Pouvons-nous, pour autant, nous satisfaire de l’arsenal législatif dont nous disposons à ce jour ? Non, assurément. Je tiens donc à rendre hommage à notre collègue Nathalie Kosciusko-Morizet pour avoir pris cette initiative et pour avoir porté à la discussion un sujet essentiel. J’espère, monsieur le ministre et mes chers collègues de la majorité, que nous saurons tout à l’heure nous retrouver tous ensemble pour nous engager dans cette direction, qui est une bonne direction. Nous répondrons ainsi à une attente de nos concitoyens.
Nous en sommes bien conscients, le volet répressif, pour complet qu’il soit, ne permettra jamais d’éradiquer totalement la menace. Pour autant, le groupe UDI considère que nous pouvons aller plus loin en la matière. C’est dans cet esprit que nous vous avions fait d’autres propositions lors des débats et que nous sommes favorables à la proposition de loi renforçant la lutte contre le terrorisme que nous avons examinée tout à l’heure.
Il est vrai que beaucoup de propositions ont été formulées et examinées en matière de lutte contre le terrorisme, mais le présent texte a le mérite de proposer une solution nouvelle qui pallie un vrai manque juridique. En effet, il tend à permettre aux autorités administratives et judiciaires d’intervenir plus largement en amont. Combattre le terrorisme, c’est aussi et surtout prévenir la commission d’actes terroristes en s’attaquant aux racines du mal, en agissant aux origines du phénomène, en l’occurrence en luttant contre la prolifération d’idéologies salafistes radicales.

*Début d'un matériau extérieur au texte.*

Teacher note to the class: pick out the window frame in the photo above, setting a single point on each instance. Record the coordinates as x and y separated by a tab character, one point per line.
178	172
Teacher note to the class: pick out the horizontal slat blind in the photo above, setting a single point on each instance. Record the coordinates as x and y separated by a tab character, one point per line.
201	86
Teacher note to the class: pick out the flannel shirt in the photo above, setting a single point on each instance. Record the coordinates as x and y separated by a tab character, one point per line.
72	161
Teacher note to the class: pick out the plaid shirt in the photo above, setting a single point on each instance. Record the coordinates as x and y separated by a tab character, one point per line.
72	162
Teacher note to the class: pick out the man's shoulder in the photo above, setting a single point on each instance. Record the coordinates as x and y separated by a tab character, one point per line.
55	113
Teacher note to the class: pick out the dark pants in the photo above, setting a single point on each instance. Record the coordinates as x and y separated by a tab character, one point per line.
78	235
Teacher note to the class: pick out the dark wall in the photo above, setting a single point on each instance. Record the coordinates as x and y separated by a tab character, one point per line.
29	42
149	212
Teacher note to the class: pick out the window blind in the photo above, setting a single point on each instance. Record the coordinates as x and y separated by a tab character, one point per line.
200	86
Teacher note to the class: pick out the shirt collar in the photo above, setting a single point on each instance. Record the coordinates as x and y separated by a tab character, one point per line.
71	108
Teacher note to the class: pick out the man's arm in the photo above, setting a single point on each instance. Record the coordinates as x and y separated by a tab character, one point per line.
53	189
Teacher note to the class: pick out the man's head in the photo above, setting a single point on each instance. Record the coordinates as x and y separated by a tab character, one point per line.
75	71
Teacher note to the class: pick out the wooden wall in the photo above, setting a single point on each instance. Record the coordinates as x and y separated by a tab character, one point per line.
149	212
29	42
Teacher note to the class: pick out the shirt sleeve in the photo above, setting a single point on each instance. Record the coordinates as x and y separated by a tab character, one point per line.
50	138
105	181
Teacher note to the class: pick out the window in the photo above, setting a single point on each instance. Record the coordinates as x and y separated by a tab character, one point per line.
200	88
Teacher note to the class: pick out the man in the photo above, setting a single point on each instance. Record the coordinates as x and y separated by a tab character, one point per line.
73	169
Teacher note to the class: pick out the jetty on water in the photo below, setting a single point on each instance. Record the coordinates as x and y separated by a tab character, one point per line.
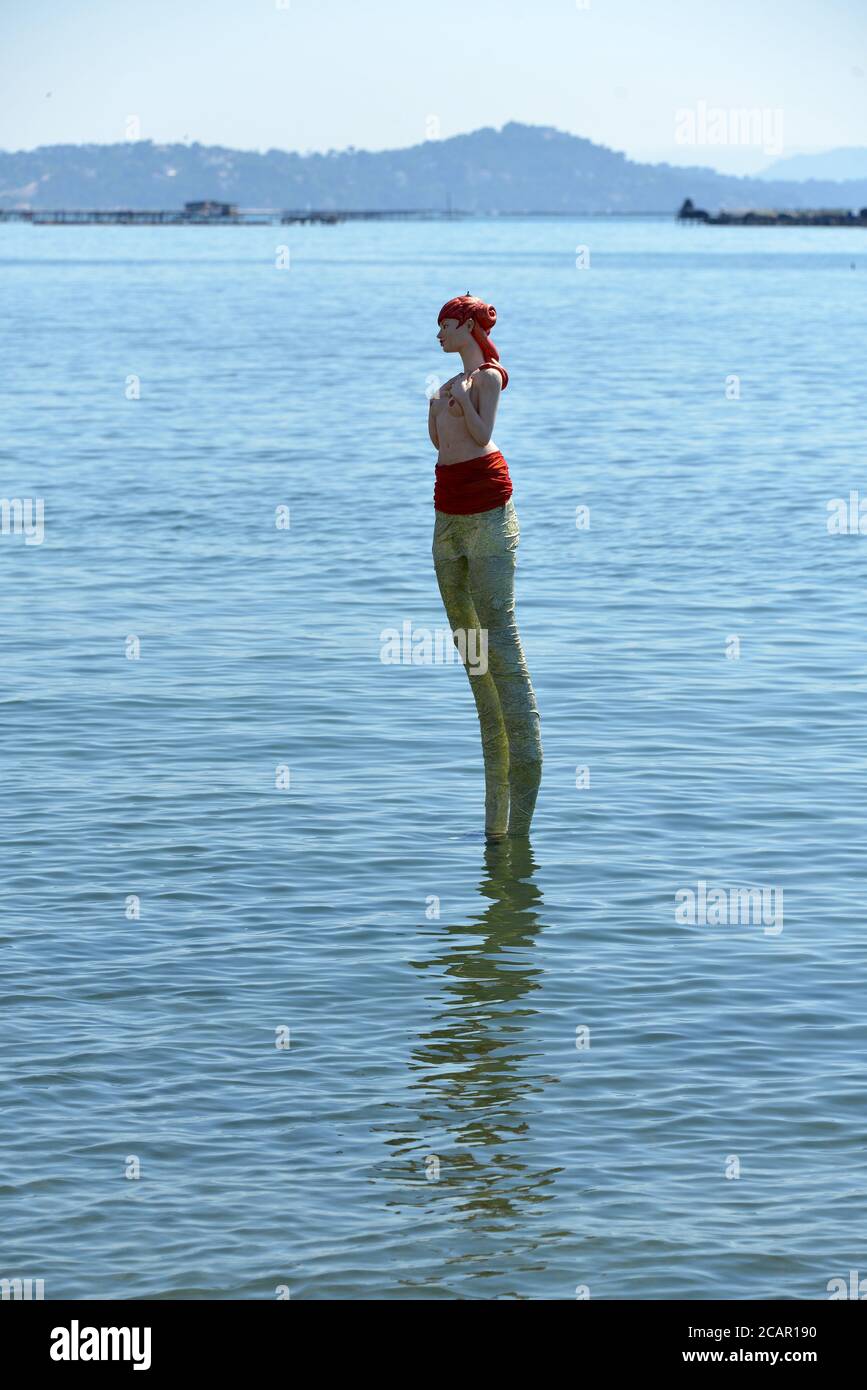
192	214
771	217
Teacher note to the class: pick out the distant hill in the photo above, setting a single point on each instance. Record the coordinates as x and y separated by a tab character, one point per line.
521	168
832	164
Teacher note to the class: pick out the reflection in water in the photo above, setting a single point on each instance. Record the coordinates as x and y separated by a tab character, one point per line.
473	1070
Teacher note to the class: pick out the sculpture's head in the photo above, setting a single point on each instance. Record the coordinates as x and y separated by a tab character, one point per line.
466	317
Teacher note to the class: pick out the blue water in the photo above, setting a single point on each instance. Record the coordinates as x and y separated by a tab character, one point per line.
432	1129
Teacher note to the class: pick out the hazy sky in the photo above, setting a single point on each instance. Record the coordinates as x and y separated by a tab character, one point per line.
382	74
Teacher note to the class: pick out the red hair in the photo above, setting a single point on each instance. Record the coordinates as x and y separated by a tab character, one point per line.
484	319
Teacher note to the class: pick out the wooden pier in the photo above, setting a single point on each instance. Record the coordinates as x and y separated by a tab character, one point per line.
771	217
195	214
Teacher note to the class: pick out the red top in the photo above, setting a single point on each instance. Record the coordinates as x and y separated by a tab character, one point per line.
477	485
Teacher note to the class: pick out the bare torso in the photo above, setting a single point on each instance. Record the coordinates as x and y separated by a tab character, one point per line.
456	444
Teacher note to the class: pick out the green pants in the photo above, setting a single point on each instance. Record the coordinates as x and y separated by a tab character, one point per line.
475	558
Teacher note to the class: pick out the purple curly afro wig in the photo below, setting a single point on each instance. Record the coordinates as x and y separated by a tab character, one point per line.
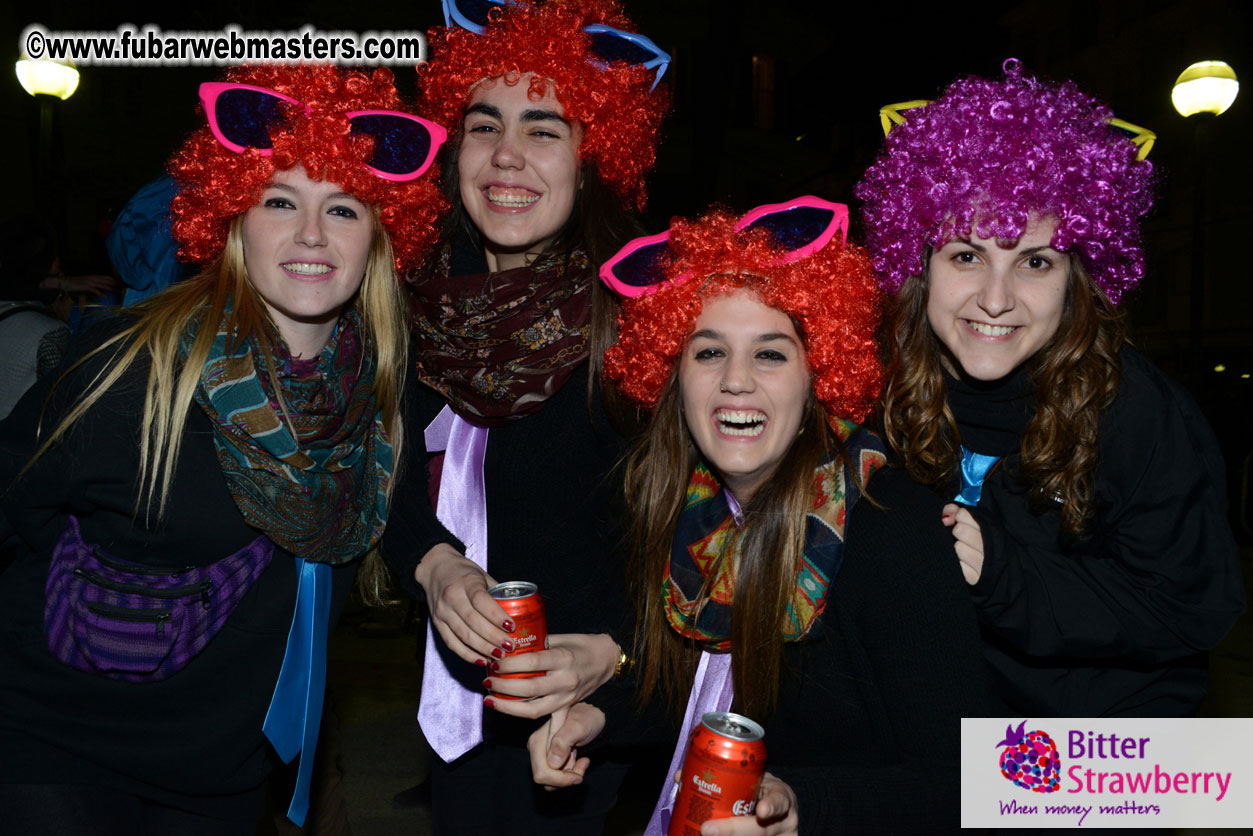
987	156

Bien évidemment, la radicalité politico-religieuse n’est pas l’unique cause du passage au terrorisme, mais c’est une cause importante et nous devons impérativement la prendre en considération. Les discours et les enseignements prônant la supériorité des lois religieuses sur les principes constitutionnels et fondamentaux de la République sont, pour une part, responsables du phénomène extrêmement préoccupant de la radicalisation, qui concerne, semble-t-il, bon nombre de nos concitoyens et de personnes résidant en France, jeunes ou moins jeunes. Ils s’opposent frontalement au principe de laïcité auquel nous sommes très attachés.
Sous des apparences trompeuses, difficilement décelables, sous des propos parfois lissés, ainsi que l’a évoqué Mme la rapporteure, les prédicateurs incitent à la haine qui peut mener au passage à l’acte. Ces prédicateurs diffusent leur idéologie via la création de salles de prière et d’associations, en dirigeant des lieux de culte, voire en en prenant le contrôle, ou en propageant leurs idées radicales dans des ouvrages et sur des sites internet.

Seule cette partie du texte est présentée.